One of the greatest sources of division in our society stems from people thinking they know why another person said or did something. For example, in the world of politics, it is not at all uncommon for a Democrat to tell you that a Republican does this or that, “because they hate blacks/immigrants/gays/women/transgenders/children/etc.”
It’s not enough to just say a Republican said or did something you disagree with, and here’s why. The assertion becomes an accusation by assigning an unspoken motive to it that is probably almost always untrue. (Of course, Republicans have no awareness of this tactic and are almost always unprepared to address it.)

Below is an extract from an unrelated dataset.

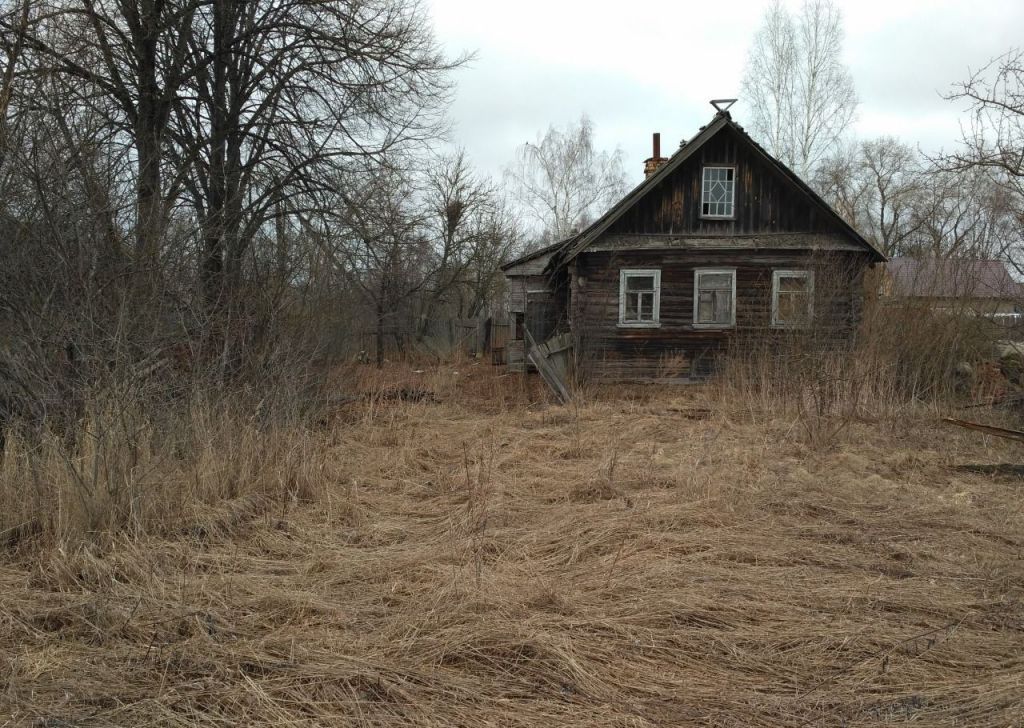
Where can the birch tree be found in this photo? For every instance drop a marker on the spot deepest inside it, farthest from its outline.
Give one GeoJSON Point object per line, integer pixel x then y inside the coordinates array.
{"type": "Point", "coordinates": [800, 94]}
{"type": "Point", "coordinates": [562, 181]}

The problem is, the accuser has no idea why someone really did or said what they did. I’ve spent a good portion of my adult life coaching children in various sports… sometimes competitive. When you make a decision, as a coach, for a team, you do it based on days and weeks of observing and running practices, what you know about the other team, and countless other factors.
But when parents or kids judge you, they believe they know, with great certainty, why you did what you did. Or, conversely, they assume you’re stupid because of all the things they think you didn’t consider.
I’m always impressed when they make assertions that are completely untrue because they don’t have the context you do about the team, the team’s goals, or what you were really trying to accomplish at any one time.
This condition applies just as much to personal relationships as it does to politics and leadership. It’s not at all uncommon for people to tell people something you did and then add on what your motivation was when it turns out they’re entirely wrong.
If I could get people to consider if they do this, or how often, and try to stop doing it, I think we could remove a lot of the assumptions we make about each other and start paving a path toward better and more trusting relationships without the arguments, distrust, and dislike that comes along with those assumptions.
If someone did or said something you don’t like, address it for what it is. Don’t try and make it personal. Just give your honest and unemotional feedback, without trying to guess why that horrible person could have done or said something so obviously horrible.